池田直渡「週刊モータージャーナル」:ヤリスGR-FOURとスポーツドライビングの未来(後編) (1/5)

今回のGRヤリスでも、トヨタはまた面白いことを言い出した。従来の競技車両は、市販車がまず初めにあり、それをレース用に改造して作られてきた。しかし今回のヤリスの開発は、始めにラリーで勝つためにどうするかを設定し、そこから市販車の開発が進められていったというのだ。

[池田直渡,ITmedia]

 さて、前編ではGRヤリスのAWDモデル「GR-FOUR」がどんなクルマなのかについてレポートしたが、後編では、WRC発のクルマづくりはトヨタのビジネスをどう変えていくのか、そしてスポーツを目指すクルマのこれからについて書き進めていく。

GRスーパースポーツ

ラリーで勝つことから市販車の開発も始まった

 トヨタという会社はとても変わった会社で、ニュルブルクリンクやWRCへのチャレンジは、企業や製品の宣伝のために行っているわけではない。彼らが考えているのは、プロジェクトマネジメントをレーシングスピードに高速化していくための業務改革なのだ。

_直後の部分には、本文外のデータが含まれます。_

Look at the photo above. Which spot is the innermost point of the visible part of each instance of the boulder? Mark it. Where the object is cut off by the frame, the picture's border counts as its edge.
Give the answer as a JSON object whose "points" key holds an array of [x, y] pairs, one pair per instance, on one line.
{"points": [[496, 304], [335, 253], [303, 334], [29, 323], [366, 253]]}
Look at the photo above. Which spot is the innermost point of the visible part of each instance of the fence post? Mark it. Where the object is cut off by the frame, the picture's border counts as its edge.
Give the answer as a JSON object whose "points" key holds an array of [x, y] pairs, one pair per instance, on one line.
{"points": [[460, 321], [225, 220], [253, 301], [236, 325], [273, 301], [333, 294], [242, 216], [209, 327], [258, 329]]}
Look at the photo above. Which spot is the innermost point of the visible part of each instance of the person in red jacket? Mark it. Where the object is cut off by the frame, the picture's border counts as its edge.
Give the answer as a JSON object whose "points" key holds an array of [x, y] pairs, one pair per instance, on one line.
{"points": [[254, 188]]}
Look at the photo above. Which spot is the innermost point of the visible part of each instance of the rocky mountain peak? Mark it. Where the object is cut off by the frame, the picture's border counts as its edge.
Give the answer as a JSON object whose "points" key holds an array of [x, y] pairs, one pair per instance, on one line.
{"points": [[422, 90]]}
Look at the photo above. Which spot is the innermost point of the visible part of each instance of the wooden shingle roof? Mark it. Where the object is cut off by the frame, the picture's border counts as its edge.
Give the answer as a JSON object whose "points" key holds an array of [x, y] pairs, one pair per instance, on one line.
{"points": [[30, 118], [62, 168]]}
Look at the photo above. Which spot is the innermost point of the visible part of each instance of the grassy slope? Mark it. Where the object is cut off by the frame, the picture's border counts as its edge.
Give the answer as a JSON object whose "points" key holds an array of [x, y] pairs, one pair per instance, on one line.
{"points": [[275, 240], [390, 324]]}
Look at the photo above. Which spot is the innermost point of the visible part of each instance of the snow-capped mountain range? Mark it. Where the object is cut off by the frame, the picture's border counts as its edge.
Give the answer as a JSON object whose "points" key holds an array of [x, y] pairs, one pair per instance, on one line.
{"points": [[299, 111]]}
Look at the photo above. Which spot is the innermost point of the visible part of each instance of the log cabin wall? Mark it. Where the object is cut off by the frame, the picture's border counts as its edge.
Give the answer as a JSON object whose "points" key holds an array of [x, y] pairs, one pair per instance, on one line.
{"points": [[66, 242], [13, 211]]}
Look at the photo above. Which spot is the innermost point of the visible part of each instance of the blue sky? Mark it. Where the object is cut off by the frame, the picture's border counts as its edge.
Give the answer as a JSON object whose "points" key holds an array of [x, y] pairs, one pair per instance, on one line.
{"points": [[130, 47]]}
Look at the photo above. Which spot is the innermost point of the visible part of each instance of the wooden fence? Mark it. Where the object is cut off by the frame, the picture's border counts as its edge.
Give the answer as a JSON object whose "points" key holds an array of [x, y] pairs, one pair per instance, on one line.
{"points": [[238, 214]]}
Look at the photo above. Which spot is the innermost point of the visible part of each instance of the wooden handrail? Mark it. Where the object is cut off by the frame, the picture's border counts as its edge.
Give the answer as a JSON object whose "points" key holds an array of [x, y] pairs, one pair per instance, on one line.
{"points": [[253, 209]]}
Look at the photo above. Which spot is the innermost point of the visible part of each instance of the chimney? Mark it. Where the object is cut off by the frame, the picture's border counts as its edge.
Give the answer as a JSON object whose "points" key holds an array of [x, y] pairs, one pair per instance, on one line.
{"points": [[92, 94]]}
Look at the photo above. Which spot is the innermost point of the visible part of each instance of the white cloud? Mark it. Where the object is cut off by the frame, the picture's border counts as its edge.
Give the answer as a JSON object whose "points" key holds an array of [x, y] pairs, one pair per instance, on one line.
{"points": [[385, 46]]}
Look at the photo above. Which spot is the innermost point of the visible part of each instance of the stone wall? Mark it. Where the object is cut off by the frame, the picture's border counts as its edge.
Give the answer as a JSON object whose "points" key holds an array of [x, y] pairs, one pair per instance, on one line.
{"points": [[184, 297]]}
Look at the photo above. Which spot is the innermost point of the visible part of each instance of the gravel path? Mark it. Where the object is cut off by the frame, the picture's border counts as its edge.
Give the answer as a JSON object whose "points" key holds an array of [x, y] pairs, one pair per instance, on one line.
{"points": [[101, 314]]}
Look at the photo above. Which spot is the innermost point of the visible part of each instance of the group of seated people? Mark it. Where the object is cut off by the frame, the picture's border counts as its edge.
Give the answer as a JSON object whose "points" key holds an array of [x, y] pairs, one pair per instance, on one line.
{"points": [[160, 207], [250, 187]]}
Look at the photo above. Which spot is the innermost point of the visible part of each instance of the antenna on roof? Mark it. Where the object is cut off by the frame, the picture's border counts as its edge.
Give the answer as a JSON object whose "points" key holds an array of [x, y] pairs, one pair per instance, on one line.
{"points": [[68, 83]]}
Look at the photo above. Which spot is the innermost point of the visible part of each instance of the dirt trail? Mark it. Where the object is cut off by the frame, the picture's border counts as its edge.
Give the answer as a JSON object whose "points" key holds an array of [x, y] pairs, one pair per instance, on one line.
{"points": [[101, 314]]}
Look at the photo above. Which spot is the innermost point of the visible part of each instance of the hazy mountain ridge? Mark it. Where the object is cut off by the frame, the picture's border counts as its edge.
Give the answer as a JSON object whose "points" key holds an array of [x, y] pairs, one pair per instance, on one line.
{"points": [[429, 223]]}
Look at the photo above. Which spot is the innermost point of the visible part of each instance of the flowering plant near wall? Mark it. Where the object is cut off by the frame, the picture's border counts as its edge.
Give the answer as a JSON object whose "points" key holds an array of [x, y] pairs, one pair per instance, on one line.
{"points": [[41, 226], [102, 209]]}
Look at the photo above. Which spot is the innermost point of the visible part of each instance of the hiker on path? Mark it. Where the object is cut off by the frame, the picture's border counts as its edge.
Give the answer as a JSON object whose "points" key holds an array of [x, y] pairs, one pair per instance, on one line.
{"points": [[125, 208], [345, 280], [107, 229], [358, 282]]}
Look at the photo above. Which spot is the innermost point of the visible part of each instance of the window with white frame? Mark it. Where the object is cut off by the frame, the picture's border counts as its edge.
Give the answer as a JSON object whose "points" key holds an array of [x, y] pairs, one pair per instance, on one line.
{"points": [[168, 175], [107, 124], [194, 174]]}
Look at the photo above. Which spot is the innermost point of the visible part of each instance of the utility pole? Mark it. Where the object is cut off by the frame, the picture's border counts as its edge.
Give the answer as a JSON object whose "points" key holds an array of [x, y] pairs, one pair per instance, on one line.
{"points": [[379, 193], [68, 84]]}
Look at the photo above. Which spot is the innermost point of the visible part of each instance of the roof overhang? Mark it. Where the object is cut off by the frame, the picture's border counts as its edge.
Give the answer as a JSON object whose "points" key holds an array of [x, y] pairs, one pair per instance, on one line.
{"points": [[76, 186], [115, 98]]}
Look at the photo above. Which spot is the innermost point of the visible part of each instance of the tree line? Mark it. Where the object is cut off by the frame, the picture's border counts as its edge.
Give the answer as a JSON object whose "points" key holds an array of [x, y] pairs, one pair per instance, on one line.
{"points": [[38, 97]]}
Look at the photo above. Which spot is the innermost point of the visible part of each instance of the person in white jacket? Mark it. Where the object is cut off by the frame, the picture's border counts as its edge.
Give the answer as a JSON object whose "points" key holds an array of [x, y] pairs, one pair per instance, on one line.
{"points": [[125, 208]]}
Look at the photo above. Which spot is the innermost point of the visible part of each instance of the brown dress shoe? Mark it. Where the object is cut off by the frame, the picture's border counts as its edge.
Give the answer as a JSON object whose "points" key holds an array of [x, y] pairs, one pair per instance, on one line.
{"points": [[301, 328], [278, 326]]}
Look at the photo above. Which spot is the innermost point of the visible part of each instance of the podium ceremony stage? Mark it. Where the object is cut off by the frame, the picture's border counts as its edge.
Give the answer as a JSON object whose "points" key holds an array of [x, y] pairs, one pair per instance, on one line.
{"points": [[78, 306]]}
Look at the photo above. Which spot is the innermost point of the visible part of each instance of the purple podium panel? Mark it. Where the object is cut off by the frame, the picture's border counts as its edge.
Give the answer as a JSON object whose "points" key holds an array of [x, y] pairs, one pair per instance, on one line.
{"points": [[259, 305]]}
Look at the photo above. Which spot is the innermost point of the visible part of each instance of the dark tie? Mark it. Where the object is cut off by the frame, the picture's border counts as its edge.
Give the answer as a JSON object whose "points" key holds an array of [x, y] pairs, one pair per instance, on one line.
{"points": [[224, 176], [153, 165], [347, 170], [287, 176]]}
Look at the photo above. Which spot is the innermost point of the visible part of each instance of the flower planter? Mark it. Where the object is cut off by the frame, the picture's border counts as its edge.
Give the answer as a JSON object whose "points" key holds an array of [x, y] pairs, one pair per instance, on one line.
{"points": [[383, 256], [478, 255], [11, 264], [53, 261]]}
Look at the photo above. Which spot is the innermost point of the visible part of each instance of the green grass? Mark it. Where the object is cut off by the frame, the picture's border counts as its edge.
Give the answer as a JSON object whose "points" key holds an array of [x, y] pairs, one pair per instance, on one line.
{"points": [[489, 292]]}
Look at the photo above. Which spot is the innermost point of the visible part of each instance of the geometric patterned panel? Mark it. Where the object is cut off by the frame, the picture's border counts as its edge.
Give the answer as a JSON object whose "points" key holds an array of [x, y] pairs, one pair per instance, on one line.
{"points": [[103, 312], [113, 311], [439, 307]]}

 このあたりは過去の記事でまとめてあるので、ぜひ一読されたい(「豊田章男社長がレースは「人を鍛える」という真意」「世界が知らない“最強トヨタ”の秘密 友山副社長に聞く生産性改革」)。

 今回のGRヤリスでも、トヨタはまた面白いことを言い出した。従来の競技車両は、市販車がまず初めにあり、それをレース用に改造して作られてきた。しかし今回のヤリスの開発は、始めにラリーで勝つためにどうするかを設定し、そこから市販車の開発が進められていったというのだ。

 これだけでは多分ピンと来ないだろう。トヨタは2015年から突然「もっといいクルマ」と言い出した。クルマに必要な要素は多々あるが、その中心に走る・曲がる・止まるがあるのは間違いない。

 少なくとも、その基本性能が高くないクルマでは競技に勝てない以上、競技で勝つためのポテンシャルアップは、かならず「もっといいクルマ」につながるはずである。